Resiliência em Tempos de Crise: O Elo Dourado das Boutiques de Assessoria
O ano de 2025 apresentou um cenário desafiador para o setor de assessoria de investimentos, marcado por uma expressiva compressão de margem. No entanto, um grupo se destacou pela sua capacidade de adaptação e crescimento: as boutiques de assessoria. Enquanto a margem Ebitda do setor como um todo recuou de 13,22% em 2024 para 12,16% em 2025, os escritórios menores, classificados como boutiques pela consultoria AAWZ, navegaram contra a maré, elevando sua margem de 11,17% para robustos 14,5% no mesmo período.
Indicadores Financeiros Favoráveis às Estruturas Enxutas
O Relatório Setorial Anual 2026 da AAWZ revela que, em um ambiente de captação mais restrita e clientes mais desconfiados, as boutiques demonstraram maior resiliência. Um dos indicadores que evidenciam essa força é o Caixa/SG&A, que mede o fôlego financeiro para sustentar a operação. As boutiques foram as únicas a apresentar melhora, com o indicador subindo de 2,1 para 2,9 vezes. Em contrapartida, grandes e médios escritórios viram seus caixas encolherem em relação às despesas fixas, com o Caixa/SG&A caindo de 2,7 para 2,6 vezes nos grandes e de 2,3 para 1,8 vezes nos médios. O fluxo de caixa livre também seguiu essa tendência, avançando nas boutiques e piorando nos escritórios de maior porte.
Proximidade com o Cliente: A Vantagem Competitiva das Boutiques
Filipe Medeiros, CEO da AAWZ, aponta a proximidade com o cliente como um diferencial crucial para a resiliência das boutiques.
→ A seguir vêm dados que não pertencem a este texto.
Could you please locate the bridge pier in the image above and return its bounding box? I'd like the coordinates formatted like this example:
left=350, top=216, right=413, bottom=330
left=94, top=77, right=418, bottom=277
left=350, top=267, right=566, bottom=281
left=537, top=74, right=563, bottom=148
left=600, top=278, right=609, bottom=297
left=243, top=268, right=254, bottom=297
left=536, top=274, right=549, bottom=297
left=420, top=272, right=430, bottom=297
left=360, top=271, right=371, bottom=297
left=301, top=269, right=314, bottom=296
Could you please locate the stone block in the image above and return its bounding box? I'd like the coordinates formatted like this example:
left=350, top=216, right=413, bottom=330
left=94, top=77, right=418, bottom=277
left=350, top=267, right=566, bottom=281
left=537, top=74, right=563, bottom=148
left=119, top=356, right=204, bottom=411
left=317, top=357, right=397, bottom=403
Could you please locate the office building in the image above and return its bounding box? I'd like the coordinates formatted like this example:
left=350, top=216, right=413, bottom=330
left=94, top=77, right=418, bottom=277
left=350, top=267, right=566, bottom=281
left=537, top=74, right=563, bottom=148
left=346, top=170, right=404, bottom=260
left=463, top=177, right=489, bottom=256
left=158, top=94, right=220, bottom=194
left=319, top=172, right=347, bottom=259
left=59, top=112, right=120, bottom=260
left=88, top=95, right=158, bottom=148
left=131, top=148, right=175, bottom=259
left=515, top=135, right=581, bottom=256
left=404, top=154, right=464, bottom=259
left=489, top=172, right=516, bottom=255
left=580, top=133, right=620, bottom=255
Em um cenário onde a crise de imagem do setor e a desconfiança em produtos comissionados impactam a captação, as estruturas menores, muitas vezes com os fundadores diretamente envolvidos no relacionamento, conseguem gerenciar crises de comunicação e resolver problemas de forma mais ágil. Essa característica as diferencia de grandes escritórios, onde a carteira se pulveriza entre múltiplos assessores e processos.
O Futuro do Setor: Mais Boutiques e Especialização
A análise da AAWZ sugere uma possível reorganização do mercado de assessoria de investimentos. Em vez de uma consolidação massiva, a tendência aponta para o fortalecimento dos gigantes e um crescimento expressivo no número de boutiques e consultorias independentes. Medeiros compara a situação à “hospitalização” do mercado, onde a ambição de criar grandes estruturas de parceria está dando lugar a um modelo mais similar a “consultórios de investimentos”, focados na eficiência e na relação direta com o cliente. O mercado americano já reflete essa tendência, com cerca de 93% das RIAs sendo boutiques. No Brasil, esse movimento ainda está em seus estágios iniciais, mas com potencial para ganhar força, impulsionado pela especialização em nichos de mercado, como o agronegócio, e pela busca por modelos mais saudáveis e eficientes a longo prazo.